There's a much greater likelihood that a child from such a fortunate background will grow into a confident and happy adult than a child who has not had the luck of the draw. There's just no comparison when you weigh the advantages of one against the other.
Some people who are very proud and pleased with themselves, don't realise that some others might well regard them as smug, selfish twats, far too full of themselves, their opinions and their importance to anyone else but themselves.
The development of confidence in oneself is a great thing, of course, especially if you have struggled to achieve something and succeeded in the end. But, as I said, an air of confidence can often be nothing more than unjustifiable pride and arrogance, i. e. a total turn off to me.
Mo Farah seems to be a great example of a man who is confident but humble with it. That's the ideal, I'd say.

And yes, of course it's lovely to be with people who are happy and have sunny natures. I only said that I wouldn't mind if a woman wasn't happy, say she was lonely, for example.
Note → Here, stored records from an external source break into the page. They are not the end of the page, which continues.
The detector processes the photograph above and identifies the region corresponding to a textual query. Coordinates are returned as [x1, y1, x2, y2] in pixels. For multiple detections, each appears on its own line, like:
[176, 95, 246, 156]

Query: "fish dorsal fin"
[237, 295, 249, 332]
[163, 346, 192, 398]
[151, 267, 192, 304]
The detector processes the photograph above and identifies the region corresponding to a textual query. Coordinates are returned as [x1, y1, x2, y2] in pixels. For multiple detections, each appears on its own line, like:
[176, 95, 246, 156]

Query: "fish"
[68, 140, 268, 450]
Just as long as I felt I, with the affection and caring I gave her, could make her happy again.
But saying that apparently turns me into 'a creep' acc. to a poster above. I notice that some women never seem to tire of using that term about men.
Now I wonder what term I'll use for selfish women I don't think much of...

Leopardprintsock Fri 01-Nov-13 06:54:48

and there we go......... example of why its harder as you get older.......

Mumpire Fri 01-Nov-13 14:03:12

Well, there is a difference between confidence and arrogance even if you don't understand it!